Gesunde Ernährung

Vollwerternährung

Die Vollwerternährung wird gern mit vollwertiger Ernährung verwechselt. So sieht die Vollwerternährung die Verwendung von möglichst unveränderten Lebensmitteln, wie Vollkornmehl oder Rohkost aus Obst und Gemüse vor und weitestgehenden Verzicht auf Fleisch, Fisch und Eier. Ein wichtiger Aspekt bei der Vollwerternährung ist auch die Umwelt- und Sozialverträglichkeit, die aus dem Kauf der Lebensmittel resultiert.
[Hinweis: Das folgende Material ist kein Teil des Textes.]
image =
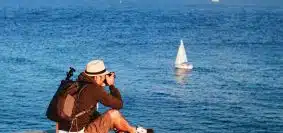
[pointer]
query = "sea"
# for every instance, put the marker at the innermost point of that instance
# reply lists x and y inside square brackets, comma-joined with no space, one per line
[235,86]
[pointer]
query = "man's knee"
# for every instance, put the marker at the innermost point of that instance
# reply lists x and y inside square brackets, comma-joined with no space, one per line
[113,113]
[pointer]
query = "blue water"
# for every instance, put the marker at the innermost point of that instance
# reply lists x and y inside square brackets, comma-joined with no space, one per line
[237,52]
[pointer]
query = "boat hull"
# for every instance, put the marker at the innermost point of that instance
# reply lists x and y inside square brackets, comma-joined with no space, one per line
[184,66]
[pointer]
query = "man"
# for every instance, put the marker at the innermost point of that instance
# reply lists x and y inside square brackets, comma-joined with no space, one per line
[95,77]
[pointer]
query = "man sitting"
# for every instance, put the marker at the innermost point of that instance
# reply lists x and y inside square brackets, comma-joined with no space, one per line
[96,77]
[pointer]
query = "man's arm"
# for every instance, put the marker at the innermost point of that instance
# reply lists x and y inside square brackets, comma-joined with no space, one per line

Die Vollwertkost im engeren Sinne hat ihren Ursprung bei Werner Kollath, der 1942 das Buch Die Ordnung unserer Nahrung veröffentlichte. Er setzte dabei die Theorie voraus, Lebensmittel seinen um so gesünder, je weniger sie behandelt oder bearbeitet werden. Daraus ergeben sich sechs Wertstufen:

• Wertstufe 1 bezieht sich auf frische unveränderte Lebensmittel, die nicht erhitzt wurden, wie frisches Obst, kaltgeschleuderter Honig oder Getreidekeimlinge.
• Wertstufe 2 sind mechanisch veränderte Lebensmittel, zu denen kaltgepresste Öle, Salate, Vollkornmehl oder auch Butter gehören.
• In Wertstufe 3 wurden die Lebensmittel enzymatisch verändert, wie beispielsweise in Käse, Joghurt, Quark oder Sauerkraut, aber auch Getränke wie Bier oder Wein gehören dazu.
• Lebensmittel der Wertstufe 4 wurden hitzebehandelt. So gehört nicht nur Brot und Gebratenes zu dieser Wertstufe, sonder auch Tees.
• In Wertstufe 5 sind die Nahrungsmittel konserviert oder anderweitig stark verarbeitet, wie in Gemüse- oder Fruchtkonserven, aber auch Marmeladen, H-Milch, Kaffee oder Knäckebrot.
• Wertstufe 6 beinhaltet isolierte oder präparierte Lebensmittel, wie Säuglingsmilch, Nudeln, Weißmehl, Aromastoffe oder Margarine.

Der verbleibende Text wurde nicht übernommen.